You’re waiting for the delivery of a parcel, a dehumidifier 

and your dress is magenta, clinging to your damp skin 

as you translate certain key phrases 

in the book you find impossible to finish,  

the phrase about obsessively tracing hands 

across the new and old decomposing walls 

sitting still in the white space of a room 

listening obsessively to the rollicking riffs 

of Rivers’ Involution.

Key phrases in the evolution of the tenor saxophone, 

subtracting oneself from death 

like engraving in white-on-black 

the risk of a window. 

Camera obscura.

            How do we see, exactly?  

Listen.

            Heat rises from her middle like frothy magenta foam 

on a strawberry milkshake, and she dreams 

of fording a river on a steamy night in June,

her blue pencil scrolls, pacing, spacing the words, 

the meanings trailing with the ease of jazzic fluidity, 

horns, percussion, heat, voices, 

the apparent free flow of highly stylized phrases

those of the conversation

those of the hushed 

lush conversation 

when you tell me the events,  the dates,  the places,   the spaces 

you last heard music like this.

            The record ends in the shimmering shade 

            of the living room where the sun lingers 

            like the risk of a door opening onto the street 

            where a crowd rears its head and no one hears 

            the roar of the rivers that scream underground 

            day in day out, as potholes creak

            under the weight of ambulances.

HOW TO QUIT SMOKING

HOW TO QUIT SMOKING

Karen Ocana

                                                                                                                                                                            Dear one, 

Have you ever wondered which came first,

the poem or the letter? 

                                                                                                                                                                            I cycle to the canal to meet you —

you, who still smoke half a packet a day;

(We met at a poetry reading five years ago

among books and fine speakers with so much to say.)

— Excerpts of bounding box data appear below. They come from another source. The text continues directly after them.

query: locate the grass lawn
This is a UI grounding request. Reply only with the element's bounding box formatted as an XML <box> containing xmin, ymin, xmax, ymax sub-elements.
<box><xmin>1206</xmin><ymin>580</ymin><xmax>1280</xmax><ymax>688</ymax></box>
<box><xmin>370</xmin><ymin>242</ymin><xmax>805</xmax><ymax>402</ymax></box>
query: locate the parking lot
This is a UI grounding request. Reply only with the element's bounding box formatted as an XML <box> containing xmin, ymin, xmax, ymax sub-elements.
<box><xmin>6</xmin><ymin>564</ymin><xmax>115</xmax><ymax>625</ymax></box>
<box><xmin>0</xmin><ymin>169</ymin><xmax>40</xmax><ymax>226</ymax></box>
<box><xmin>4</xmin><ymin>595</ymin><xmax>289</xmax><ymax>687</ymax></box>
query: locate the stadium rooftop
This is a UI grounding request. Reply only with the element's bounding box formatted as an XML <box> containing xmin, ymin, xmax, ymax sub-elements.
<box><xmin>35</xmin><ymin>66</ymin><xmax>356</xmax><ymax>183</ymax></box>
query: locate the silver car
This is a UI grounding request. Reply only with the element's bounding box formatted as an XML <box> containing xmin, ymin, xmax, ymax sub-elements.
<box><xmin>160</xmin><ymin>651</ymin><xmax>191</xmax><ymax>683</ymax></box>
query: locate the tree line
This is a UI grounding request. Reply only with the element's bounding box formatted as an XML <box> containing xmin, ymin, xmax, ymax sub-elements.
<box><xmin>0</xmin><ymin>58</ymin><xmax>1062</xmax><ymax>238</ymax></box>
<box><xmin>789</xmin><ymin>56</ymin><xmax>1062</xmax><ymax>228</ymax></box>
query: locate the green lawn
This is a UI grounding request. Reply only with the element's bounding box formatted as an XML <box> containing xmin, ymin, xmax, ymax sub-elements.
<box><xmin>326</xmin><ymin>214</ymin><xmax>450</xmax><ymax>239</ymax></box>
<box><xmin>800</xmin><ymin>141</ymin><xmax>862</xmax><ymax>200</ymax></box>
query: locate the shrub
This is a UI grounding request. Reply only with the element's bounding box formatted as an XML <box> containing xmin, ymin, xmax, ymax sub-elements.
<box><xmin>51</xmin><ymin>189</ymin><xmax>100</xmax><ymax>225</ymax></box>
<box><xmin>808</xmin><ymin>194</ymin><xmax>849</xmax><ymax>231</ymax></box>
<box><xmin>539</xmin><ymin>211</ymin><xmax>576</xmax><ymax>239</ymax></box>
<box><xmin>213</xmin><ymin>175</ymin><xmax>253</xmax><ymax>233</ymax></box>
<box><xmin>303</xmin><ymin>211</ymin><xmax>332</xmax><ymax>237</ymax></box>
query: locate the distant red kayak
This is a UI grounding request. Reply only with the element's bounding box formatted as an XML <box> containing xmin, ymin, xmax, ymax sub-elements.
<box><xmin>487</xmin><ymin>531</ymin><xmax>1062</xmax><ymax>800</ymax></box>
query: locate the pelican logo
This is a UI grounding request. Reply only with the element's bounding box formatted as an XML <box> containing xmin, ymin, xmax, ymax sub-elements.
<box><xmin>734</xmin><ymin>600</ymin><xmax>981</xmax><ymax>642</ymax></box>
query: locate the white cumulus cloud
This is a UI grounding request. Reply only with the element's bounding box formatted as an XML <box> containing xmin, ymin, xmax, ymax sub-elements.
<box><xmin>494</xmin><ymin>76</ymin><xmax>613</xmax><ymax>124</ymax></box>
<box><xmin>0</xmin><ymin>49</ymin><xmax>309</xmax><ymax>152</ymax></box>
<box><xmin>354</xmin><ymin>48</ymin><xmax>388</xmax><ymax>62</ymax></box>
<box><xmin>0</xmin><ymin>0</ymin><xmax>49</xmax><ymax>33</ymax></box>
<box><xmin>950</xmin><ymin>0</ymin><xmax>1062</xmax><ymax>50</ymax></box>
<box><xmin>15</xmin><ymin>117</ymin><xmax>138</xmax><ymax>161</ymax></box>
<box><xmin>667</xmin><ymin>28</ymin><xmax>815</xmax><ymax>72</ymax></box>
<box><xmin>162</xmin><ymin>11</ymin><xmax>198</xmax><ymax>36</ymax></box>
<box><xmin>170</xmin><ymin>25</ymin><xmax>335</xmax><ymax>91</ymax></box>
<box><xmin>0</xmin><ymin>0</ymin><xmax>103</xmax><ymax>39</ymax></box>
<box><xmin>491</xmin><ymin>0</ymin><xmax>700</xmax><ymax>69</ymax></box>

                                                                                                                                                                            We saunter and speak but rarely in iambics

more rarely still in swishy hexameters

at best in blank verse, citing common parame-

ters, our aches and our nagging pains emblems 

of the strained life we lead in a metropolis,

with deaths in the thousands from

this novel coronavirus;

How the people we love we don’t see anymore

How friends have left and we’re tempted to flee

How chain-smoking was only recently banished

When ‘twas once the source of grace notes such as 

            these:

                                                                                                                                                                             Du feu s’il-vous-plait

             Haben Sie Feuer, bitte

                        Baby won’t you light my, um, cigarette?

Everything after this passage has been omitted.